Po dwóch dniach od przybycia Karola do Doliny Wiśni obaj chłopcy udają się do karczmy Jossiego, którego nazywano Złotym Kogutem. Następnie przychodzą też do Zagrody Tulipanów, by odwiedzić Sofię, która opiekowała się białymi gołębiami. Podczas rozmowy z nią Jonatan dowiaduje się, że kraina, w której się znaleźli, nie jest do końca taka bajeczna i radosna, gdyż od dłuższego czasu uwikłana jest w podziemną walkę z Tengilem – tyranem, który zajmował Dolinę Dzikich Róż. W jego szeregach najprawdopodobniej działa jakiś szpieg, który donosi o poczynaniach w obozie przeciwników i morduje gołębie.
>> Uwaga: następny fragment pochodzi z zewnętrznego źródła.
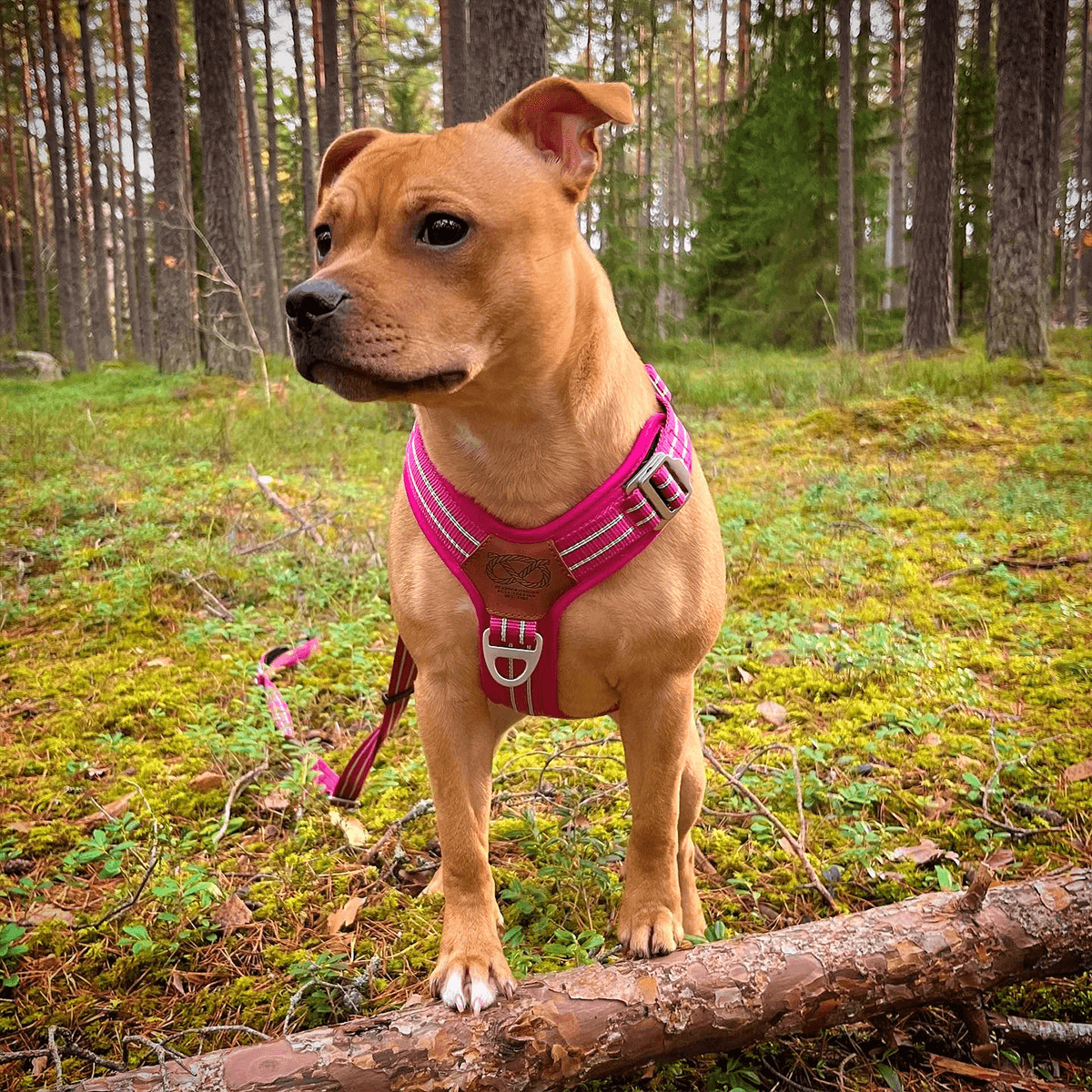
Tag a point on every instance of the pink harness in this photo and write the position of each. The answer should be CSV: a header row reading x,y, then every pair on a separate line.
x,y
520,580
Jonatan postanawia zaangażować się w walkę i samotnie udaje się do Doliny Dzikich Róż. W obozie wroga przetrzymywany jest Orwar. Karol – przekonany, że szpiegiem jest łucznik Hubert – postanawia pójść za bratem. Niespodziewanie jednak podczas pierwszego noclegu atakują ich wilki, a ratunek niesie im właśnie nie kto inny jak Hubert.
Karol przebywając teraz w grocie, słyszy rozmowę jednego z żołnierzy Tengila z karczmarzem Jossim. Dowiaduje się więc, kto jest prawdziwym zdrajcą. Przypadkowo również chłopiec podczas ucieczki przed ludźmi Tengila, trafia do domu staruszka Mateusza. Jak się okazuje tutaj ukrywa się również Jonatan. Mateusz natomiast jako przywódca dowodzi walecznymi oddziałami podziemia. Dzięki niemu bracia uczą się zwodzić strażników Tengila, aż do wypuszczenia się w dalszą drogę. Po opuszczeniu domu Mateusza Jonatan opowiada młodszemu bratu o straszliwej smoczycy Katli, która poddawała się jedynie Tengilowi. To w jej grocie przetrzymywano właśnie Orwara.
W końcu bracia uwalniają wodza Orwara i odwożą go do Mateusza, u którego cały oddział zbiera swe siły i przygotowuje się do ostatecznego starcia.
W ostatniej bitwie śmierć ponosi niestety wielu mieszkańców Nangijali. Jonatan jednak przejmuje róg Tengila i za jego pomocą tak kieruje smoczycą, by ta powaliła ostatecznie tyrana. Bitwa kończy się zwycięstwem partyzantów. Katla wpada do rzeki i zostaje pobita przez przeciwnika. Zatrute płomienie, jakie z siebie wypuszcza, paraliżują jednak ciało Jonatana. Chłopiec powoli umiera, wcześniej zapowiadając Karolowi, że udaje się właśnie teraz do zaczarowanej krainy Nangilimy. Karol pragnie udać się tam razem z nim, więc obaj decydują się skoczyć w przepaść.